LONDON (Reuters) - The union for British Airways <BAY.L> cabin crew is in London's High Court to challenge a ruling that blocked a new wave of walkouts by the airline's staff as peace talks between BA and the union continue.
"We are at the court now seeking leave to appeal," a Unite spokeswoman said. "If we secure that, then we will move to appeal as soon as the court grants time -- this may be today (Tuesday) but it may not be. It's a waiting game at the moment."
BA on Monday won a legal bid to block a threatened five-day strike by cabin crew members.
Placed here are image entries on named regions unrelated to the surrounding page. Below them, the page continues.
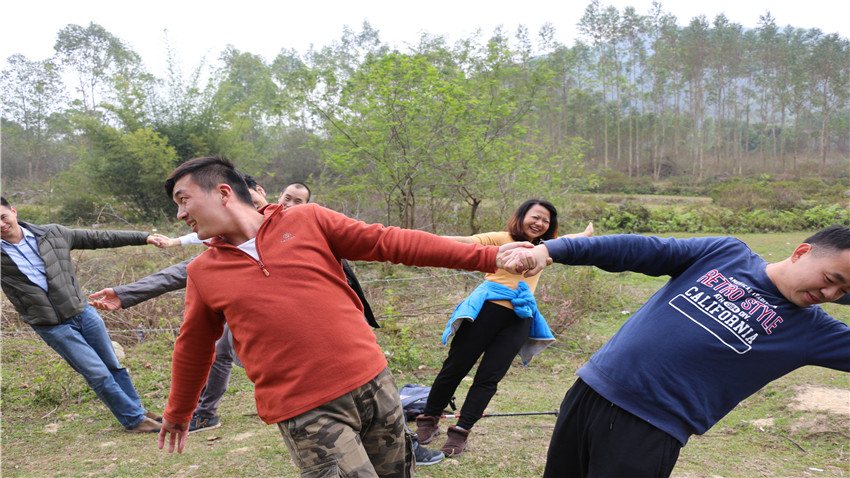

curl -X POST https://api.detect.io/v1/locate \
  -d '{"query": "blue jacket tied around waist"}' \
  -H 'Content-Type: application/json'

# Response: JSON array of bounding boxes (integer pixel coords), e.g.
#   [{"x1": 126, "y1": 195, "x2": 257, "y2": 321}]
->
[{"x1": 442, "y1": 280, "x2": 555, "y2": 365}]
The first of four five-day walkouts had been due to begin at midnight, but will now not go ahead as planned.
The airline's lawyers argued that Unite had broken the law on a technicality over the way it had conducted the strike ballot.
A BA spokeswoman said it still hoped for an "early and peaceful end" to the dispute and that "talks (with Unite) would continue throughout the week".
Shares in BA were 2.2 percent up by 0910 GMT.
BGC Partners analyst Howard Wheeldon said there was "a feeling of relief in the market" that BA had managed to stop the latest strike and that the saga was now approaching the "end-game stages".
The dispute with cabin crew over pay and conditions has already resulted in seven days of strikes in March, which cost the airline 45 million pounds.
Earlier this week Unite said it had reached agreement in principle with BA over its plans to save 62.5 million pounds ($90.12 million) a year to counter falling demand, volatile fuel prices and greater competition.
However, Unite said the restoration of staff travel perks had not been agreed and this row was holding up settlement of the wider dispute.